Was früher als schlichtes Brett mit Rädern, Lenkung und Bremse galt, erfordert heute intensive Pflege und technisches Know-how. Als wir angefangen haben, dachten wir: Es ist ein Brett mit Karosserie, Bremse und Lenkung. Ganz einfach. Aber da steckt viel mehr drin. Es sind mittlerweile richtige Hightech-Maschinen
, erzählt Ramon. Seine Familie hat eine der besten Maschinen der Schweiz erworben, die sich durch eine gute Federung und eine stabile Karosserie auszeichnet, die auch bei Höchstgeschwindigkeit ruhig bleibt.
Ein Schweizer Familienhobby mit wachsender Nachfrage
Hinter den Kulissen funktioniert der Sport als reines Gemeinschaftsprojekt. Laut Remo Michel, Vater eines Fahrers und Vorstandsmitglied der Interessengemeinschaft (IG) Seifenkisten-Derby, lässt sich klar von einem Familienhobby sprechen. Während die Kinder die Rennmaschinen steuern, kümmern sich die Eltern im Hintergrund um den Bau und den Unterhalt der Fahrzeuge. Auch der Zusammenhalt unter den Teams wird grossgeschrieben. Wir sind wie eine grosse Familie
, beschreibt Ramon die Atmosphäre, in der bei Materialdefekten sofort Hilfe bereitsteht.
Das Interesse an den Veranstaltungen nimmt nach Angaben der IG Seifenkisten-Derby spürbar zu. Pro Rennen verzeichnen die Organisatoren durchschnittlich 50 bis 70 Teilnehmerinnen und Teilnehmer aus der ganzen Schweiz. Den historischen Höchststand gab es laut Remo Michel in den 1990er-Jahren mit weit über 100 Fahrerinnen und Fahrern, bei denen man sich damals teilweise für die Rennen qualifizieren musste. Nach einem Einbruch infolge der Corona-Pandemie steigen nun sowohl die Bewerbungen von neuen Veranstaltern als auch die Medienanfragen wieder an.

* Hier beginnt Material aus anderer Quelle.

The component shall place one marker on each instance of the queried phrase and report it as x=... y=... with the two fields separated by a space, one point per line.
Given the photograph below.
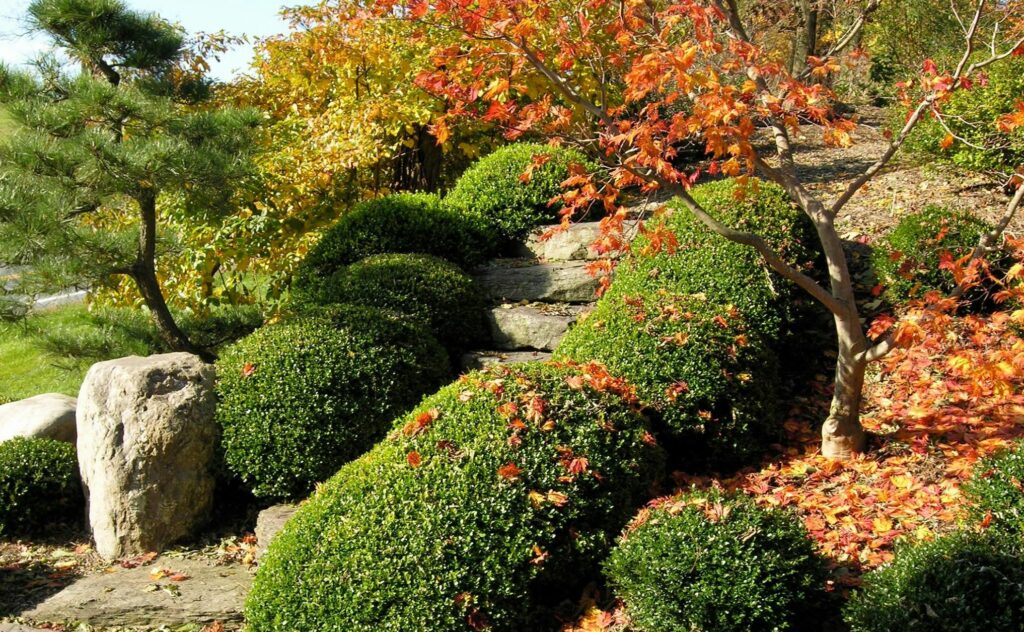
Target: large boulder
x=145 y=445
x=46 y=416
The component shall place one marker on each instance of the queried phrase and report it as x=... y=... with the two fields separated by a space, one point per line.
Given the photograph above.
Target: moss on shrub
x=705 y=561
x=492 y=191
x=39 y=485
x=906 y=260
x=497 y=496
x=964 y=582
x=431 y=290
x=398 y=223
x=300 y=398
x=996 y=492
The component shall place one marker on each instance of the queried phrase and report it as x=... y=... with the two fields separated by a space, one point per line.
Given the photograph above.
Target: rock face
x=143 y=596
x=48 y=416
x=145 y=445
x=528 y=327
x=566 y=282
x=268 y=522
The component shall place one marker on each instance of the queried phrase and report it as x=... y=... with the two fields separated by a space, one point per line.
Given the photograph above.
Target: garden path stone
x=554 y=282
x=145 y=446
x=474 y=361
x=46 y=416
x=529 y=327
x=134 y=597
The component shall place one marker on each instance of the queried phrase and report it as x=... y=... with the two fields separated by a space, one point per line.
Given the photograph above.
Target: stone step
x=572 y=244
x=522 y=280
x=481 y=360
x=531 y=326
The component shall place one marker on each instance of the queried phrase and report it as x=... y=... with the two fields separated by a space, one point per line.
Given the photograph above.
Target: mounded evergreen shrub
x=397 y=223
x=493 y=191
x=996 y=492
x=498 y=495
x=431 y=290
x=301 y=397
x=964 y=582
x=906 y=260
x=705 y=561
x=39 y=485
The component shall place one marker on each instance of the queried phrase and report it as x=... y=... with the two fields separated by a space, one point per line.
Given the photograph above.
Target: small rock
x=47 y=416
x=143 y=596
x=145 y=445
x=268 y=522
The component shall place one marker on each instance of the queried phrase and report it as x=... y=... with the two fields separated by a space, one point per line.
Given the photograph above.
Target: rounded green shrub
x=906 y=260
x=996 y=492
x=964 y=582
x=398 y=223
x=431 y=290
x=498 y=496
x=39 y=485
x=301 y=397
x=705 y=561
x=493 y=190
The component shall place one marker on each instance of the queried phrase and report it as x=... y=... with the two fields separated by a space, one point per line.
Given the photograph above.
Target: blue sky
x=253 y=17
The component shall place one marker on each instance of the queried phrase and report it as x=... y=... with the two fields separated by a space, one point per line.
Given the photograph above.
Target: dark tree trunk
x=143 y=270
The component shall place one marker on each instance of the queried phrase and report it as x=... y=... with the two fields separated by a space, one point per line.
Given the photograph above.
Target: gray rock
x=129 y=597
x=47 y=416
x=269 y=522
x=529 y=327
x=566 y=282
x=481 y=360
x=572 y=244
x=145 y=443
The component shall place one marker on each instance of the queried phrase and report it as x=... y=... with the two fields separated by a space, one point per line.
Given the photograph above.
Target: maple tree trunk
x=143 y=271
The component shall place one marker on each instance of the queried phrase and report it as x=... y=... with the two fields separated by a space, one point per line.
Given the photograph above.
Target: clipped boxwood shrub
x=996 y=492
x=39 y=485
x=906 y=260
x=300 y=398
x=964 y=582
x=401 y=222
x=497 y=496
x=433 y=291
x=705 y=561
x=493 y=191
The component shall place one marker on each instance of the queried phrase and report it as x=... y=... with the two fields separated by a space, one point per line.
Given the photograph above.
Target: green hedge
x=39 y=485
x=300 y=398
x=497 y=496
x=705 y=561
x=431 y=290
x=492 y=190
x=398 y=223
x=906 y=260
x=964 y=582
x=996 y=492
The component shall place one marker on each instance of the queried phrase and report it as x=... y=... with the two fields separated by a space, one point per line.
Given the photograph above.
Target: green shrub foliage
x=906 y=260
x=996 y=492
x=498 y=495
x=39 y=485
x=964 y=582
x=300 y=398
x=431 y=290
x=492 y=191
x=398 y=223
x=704 y=561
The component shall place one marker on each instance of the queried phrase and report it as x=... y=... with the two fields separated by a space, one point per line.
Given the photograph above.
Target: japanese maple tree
x=634 y=81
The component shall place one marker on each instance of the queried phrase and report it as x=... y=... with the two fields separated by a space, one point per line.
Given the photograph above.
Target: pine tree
x=98 y=155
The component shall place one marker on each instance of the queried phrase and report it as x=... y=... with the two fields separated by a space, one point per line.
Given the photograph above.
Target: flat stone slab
x=529 y=327
x=474 y=361
x=563 y=282
x=139 y=597
x=572 y=244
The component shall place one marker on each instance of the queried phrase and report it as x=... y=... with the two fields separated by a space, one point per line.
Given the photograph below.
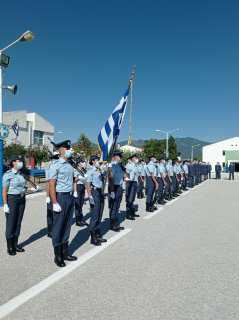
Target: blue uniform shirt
x=161 y=170
x=63 y=173
x=132 y=171
x=151 y=169
x=81 y=177
x=14 y=181
x=117 y=174
x=94 y=176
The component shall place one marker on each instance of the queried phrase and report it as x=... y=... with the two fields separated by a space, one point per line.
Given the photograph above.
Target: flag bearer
x=61 y=175
x=14 y=188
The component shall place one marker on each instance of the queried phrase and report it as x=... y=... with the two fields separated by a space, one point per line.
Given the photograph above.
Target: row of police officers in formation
x=69 y=181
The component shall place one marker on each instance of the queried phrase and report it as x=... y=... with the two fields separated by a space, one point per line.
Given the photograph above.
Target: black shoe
x=94 y=240
x=81 y=223
x=65 y=253
x=17 y=247
x=59 y=261
x=10 y=247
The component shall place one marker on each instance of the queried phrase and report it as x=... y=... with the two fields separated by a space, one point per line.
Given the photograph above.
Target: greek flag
x=109 y=133
x=15 y=128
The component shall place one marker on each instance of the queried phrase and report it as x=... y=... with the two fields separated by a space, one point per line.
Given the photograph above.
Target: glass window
x=38 y=138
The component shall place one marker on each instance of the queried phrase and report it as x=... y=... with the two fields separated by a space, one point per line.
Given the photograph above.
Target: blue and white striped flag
x=15 y=128
x=109 y=133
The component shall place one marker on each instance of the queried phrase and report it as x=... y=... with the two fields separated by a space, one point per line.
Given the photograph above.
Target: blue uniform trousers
x=97 y=209
x=79 y=201
x=160 y=192
x=140 y=189
x=115 y=203
x=14 y=218
x=62 y=220
x=131 y=190
x=150 y=190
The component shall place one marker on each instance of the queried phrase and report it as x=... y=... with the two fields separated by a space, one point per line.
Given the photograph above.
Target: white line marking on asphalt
x=171 y=202
x=30 y=293
x=152 y=214
x=34 y=195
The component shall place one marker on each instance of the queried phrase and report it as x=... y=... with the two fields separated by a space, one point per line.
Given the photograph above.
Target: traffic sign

Konstruktion, Aerodynamik und der Reiz der Geschwindigkeit
Hinter den sportlichen Resultaten stecken jahrelange Erfahrung und präzise physikalische Überlegungen. Beim Bau achten die Teams akribisch auf Faktoren wie die Gewichtsverteilung, die Aerodynamik und die Dämpfung. Dennoch bleibt der menschliche Faktor entscheidend: Nach Einschätzung von Remo Michel macht die Fahrerin oder der Fahrer rund 90 Prozent einer erfolgreichen Fahrt aus. Wie langlebig die Konstruktionen sind, zeigt sich daran, dass mancherorts noch Kisten im Einsatz sind, die vor 15 oder 20 Jahren gebaut wurden und immer noch Kinder zum Sieg steuern.
Für Ramon steht bei den Rennen neben der sportlichen Konkurrenz vor allem das Erlebnis im Vordergrund. Auch wenn es für ihn beim Rennen in Buchs noch nicht ganz für den ersehnten Podestplatz gereicht hat, blickt er optimistisch auf kommende Derbys, bei denen er seine Hightech-Seifenkiste erneut an den Start schieben wird.